The customers became stricter in the scrutiny process of the company's second product because of the success of its first product. Once risk-free application software and webpages in the first product face more scrutiny from both its existing and future customers-including those who are not early-adopters of the company's products. The fear of creating a second product which does not address the customer need and dilutes the brand image leads the companies to verify their assumptions and hypothesis on a very small percentage of their existing consumer before rushing the second product to a wider audience.

Companies can depend too much on the insights derived from their previous success and lose sight of the fact that the information and insights can be outdated and irrelevant to the second product development. Having these existing insights at hand can lead an overconfident entrepreneur into believing himself already knows about their target audience and not undertaking a second and in-depth analysis for the second product. Initial customers of a startup's first and second product may vary and the problems the company has to solve for customers may either have been addressed or needed to be addressed in a new way. Startups become victims of the second product syndrome if they assume the product development in one space fully meets all the needs of its customers.

Another reason leading to the second product syndrome is the existing costs of the businesses which limit their desire to test repeatedly of their new product fit in the market. To achieve cost minimisation, companies wish to use the same infrastructure, distribution channels and design of the first product for the second product. This method only works if the second product is manufactured using the same infrastructure, distributed via the same channels and have a similar aesthetics as the first product. Companies can become victims of the second product syndrome if they assume all the existing infrastructure, channel relationship and design style will be capable of adapting to all its future products.

Companies with a strong view and knowledge of the industry want to skip the tedious product development process and jump straight to its majority of customers rather than develop a suitable product with the market fit. However, vision and prior knowledge are only supplementary to a successful product. Ignoring to verify hypothesis may lead a business to produce an un-adopted product or spend a lot of money changing the product terminally. Companies fall into the victims of the second product syndrome if they fail to control their impulses and spend more time carving their second product upfront.

== In the start-up company ==
Parilee Edison suggested in his article "Second Product Syndrome" that many startup companies are influenced by the second product syndrome.
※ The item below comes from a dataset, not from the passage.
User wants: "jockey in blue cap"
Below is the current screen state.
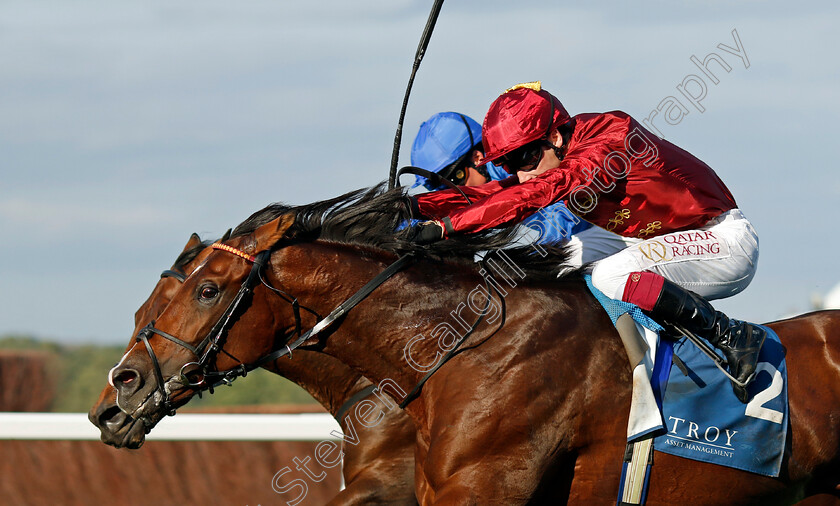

When successful entrepreneurs succeeded in their first startup and created a great first product, the entrepreneurs then assumed that they can simply continue their success in the second startup rather than starting from a suitable second product with the market fit. Therefore, the second startup usually ends up in a dangerous situation. Usually, the degree of success of the first startup indicates the possibility of the second startup companies to fail. The more successful the first startup is, the more likely the second startup will be in the risk of failure. At the beginning, the ultimate goal of a startup its to generate a product with the market fit and the breadth of the company is very narrow. Serial entrepreneurs often ignore the narrow and complicated steps in their second startup and wish to move into more a challenging and exciting part such as "long term-strategy, sales and marketing, company culture and more" instead of starting from a core business idea. The company skips over the crucial details determining their second product's success and assumes what worked the first time will magically repeat itself again.